(HealthDay News) – Patients with coronary artery disease who receive percutaneous coronary intervention (PCI) have increased platelet reactivity after the procedure despite antiplatelet therapy, according to a study published online Oct. 5 in the Journal of Thrombosis and Haemostasis.
Fabio Mangiacapra, MD, from OLV Hospital in Aalst, Belgium, and colleagues examined the association between PCI and platelet reactivity in 65 patients with suspected or established stable coronary artery disease taking aspirin and clopidogrel. Fifteen patients underwent coronary angiography, 40 underwent PCI, and 10 underwent rotational atherectomy plus PCI.
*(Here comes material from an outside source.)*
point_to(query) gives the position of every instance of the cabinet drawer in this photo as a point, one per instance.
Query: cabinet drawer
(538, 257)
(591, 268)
The researchers found that platelet reactivity decreased over time in the coronary angiography group, while platelet reactivity significantly increased immediately post-procedure then decreased to baseline at 24 hours in the PCI groups. Peri-procedural variations in platelet reactivity (platelet reactivity post-procedure vs. pre-procedure) decreased in the coronary angiography group but significantly increased in both PCI groups. This was associated with total inflation time, total stent length, and E-selectin.
“Despite dual antiplatelet therapy, PCI affected platelet function proportionally to procedural complexity and extent of vascular damage,” Mangiacapra and colleagues conclude.